My mum is sixty-five and can barely use a mobile phone.
I never thought this was possible. Never thought I’d have to worry about my mother having to read my status updates or blog posts about trekking though Malaysia with a guy I just met at a hostel. My worlds are colliding. Colliding in a way that doesn’t feel natural. I’m too transparent. I don’t have the luxury of a filter unless I get all ninja style on all of my privacy settings.
I’m now imagining scenes of my mother posting reprimands in disjointed English next to a drunken picture I’ve been tagged in (not really, I would have lost public respect long ago if I didn’t learn the art of untagging and deletion). Everything about this seems inappropriate. What a modern paradigm; a first world problem of a cyber identity crisis.
One of my older generation relatives new to FB posted a status to inform everyone of a recent death in the family. Something like “dearest Uncle Gilbert has passed, our prays and sympathy are with him. LOL”
She thought LOL meant ‘lots of love.’
Accidental sarcasm packaged up into three awkward letters. It was so versatile, rolling out gems like, “Haven’t seen you ages.
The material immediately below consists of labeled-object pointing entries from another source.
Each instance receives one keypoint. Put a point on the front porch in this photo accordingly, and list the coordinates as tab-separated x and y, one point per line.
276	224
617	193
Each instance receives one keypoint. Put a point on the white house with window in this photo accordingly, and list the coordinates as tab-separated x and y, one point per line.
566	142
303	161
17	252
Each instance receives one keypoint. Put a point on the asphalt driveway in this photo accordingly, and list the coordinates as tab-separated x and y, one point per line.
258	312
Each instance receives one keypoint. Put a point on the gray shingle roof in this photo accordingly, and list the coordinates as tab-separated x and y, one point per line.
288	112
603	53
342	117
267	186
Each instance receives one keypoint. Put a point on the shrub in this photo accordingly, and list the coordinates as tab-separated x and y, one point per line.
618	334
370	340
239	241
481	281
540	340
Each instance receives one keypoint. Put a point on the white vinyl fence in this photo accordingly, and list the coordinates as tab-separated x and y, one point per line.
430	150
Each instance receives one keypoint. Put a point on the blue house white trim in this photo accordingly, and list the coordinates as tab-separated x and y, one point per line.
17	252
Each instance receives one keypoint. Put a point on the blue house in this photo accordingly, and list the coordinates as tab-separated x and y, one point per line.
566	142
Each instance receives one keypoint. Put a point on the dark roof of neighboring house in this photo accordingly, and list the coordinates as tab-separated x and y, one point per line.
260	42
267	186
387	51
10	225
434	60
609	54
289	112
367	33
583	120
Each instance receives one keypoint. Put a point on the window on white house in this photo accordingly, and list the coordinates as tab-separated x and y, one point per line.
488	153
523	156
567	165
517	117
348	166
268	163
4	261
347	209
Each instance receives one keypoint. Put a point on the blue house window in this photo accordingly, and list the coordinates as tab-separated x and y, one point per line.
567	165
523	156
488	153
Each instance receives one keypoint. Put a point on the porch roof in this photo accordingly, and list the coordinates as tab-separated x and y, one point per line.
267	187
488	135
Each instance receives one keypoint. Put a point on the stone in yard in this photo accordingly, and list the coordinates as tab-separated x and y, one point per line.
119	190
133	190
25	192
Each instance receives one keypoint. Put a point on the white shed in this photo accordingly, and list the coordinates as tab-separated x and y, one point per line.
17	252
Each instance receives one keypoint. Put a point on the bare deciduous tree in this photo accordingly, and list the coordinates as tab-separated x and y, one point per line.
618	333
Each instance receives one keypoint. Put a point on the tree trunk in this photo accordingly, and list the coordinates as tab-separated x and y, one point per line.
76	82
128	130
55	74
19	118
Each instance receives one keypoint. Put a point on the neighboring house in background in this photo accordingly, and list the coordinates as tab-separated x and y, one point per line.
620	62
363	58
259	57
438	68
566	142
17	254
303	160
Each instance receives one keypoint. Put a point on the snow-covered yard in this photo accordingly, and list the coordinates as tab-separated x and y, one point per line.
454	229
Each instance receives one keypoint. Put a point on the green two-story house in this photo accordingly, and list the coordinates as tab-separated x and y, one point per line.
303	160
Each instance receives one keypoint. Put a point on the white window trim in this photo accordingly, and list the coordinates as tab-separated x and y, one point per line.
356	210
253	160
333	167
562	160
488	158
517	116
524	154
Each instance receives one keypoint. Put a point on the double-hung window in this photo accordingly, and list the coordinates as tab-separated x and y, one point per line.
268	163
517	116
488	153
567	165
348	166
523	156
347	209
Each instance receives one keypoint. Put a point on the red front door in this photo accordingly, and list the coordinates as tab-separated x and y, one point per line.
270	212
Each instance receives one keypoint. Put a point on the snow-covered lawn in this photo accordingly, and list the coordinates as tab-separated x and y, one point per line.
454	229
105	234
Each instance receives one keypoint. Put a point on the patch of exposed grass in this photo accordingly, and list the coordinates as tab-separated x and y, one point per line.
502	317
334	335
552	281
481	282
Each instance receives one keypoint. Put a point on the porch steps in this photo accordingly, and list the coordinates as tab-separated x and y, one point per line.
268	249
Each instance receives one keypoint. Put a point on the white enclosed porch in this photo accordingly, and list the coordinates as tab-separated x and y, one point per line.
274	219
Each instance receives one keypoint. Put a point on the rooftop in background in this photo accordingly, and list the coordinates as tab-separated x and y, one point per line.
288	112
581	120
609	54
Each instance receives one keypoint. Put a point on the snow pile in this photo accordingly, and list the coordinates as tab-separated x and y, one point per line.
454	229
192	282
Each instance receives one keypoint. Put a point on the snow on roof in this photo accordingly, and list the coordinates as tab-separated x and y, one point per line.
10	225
Wouldn’t it be great if we could catch up, LOL” AND “You don’t look fat in the dress, LOL” AND “I really miss you, LOL”
I guess my point is, some things taken out of context are funny. Other times it’s embarrassing. And some times being on FB is a constant struggle to establish context for inappropriate jokes. Or maybe I should just delete family members and colleagues off my account. Or stop offending people with strong opinions. Or maybe grow some balls. Because sometimes, in order to be authentic to who you are, you have to accept you can’t please all of the people all of the time.
Be real, be honest, be with integrity, be respectful, be with fucking gusto, be yourself. Mantra for the modern world.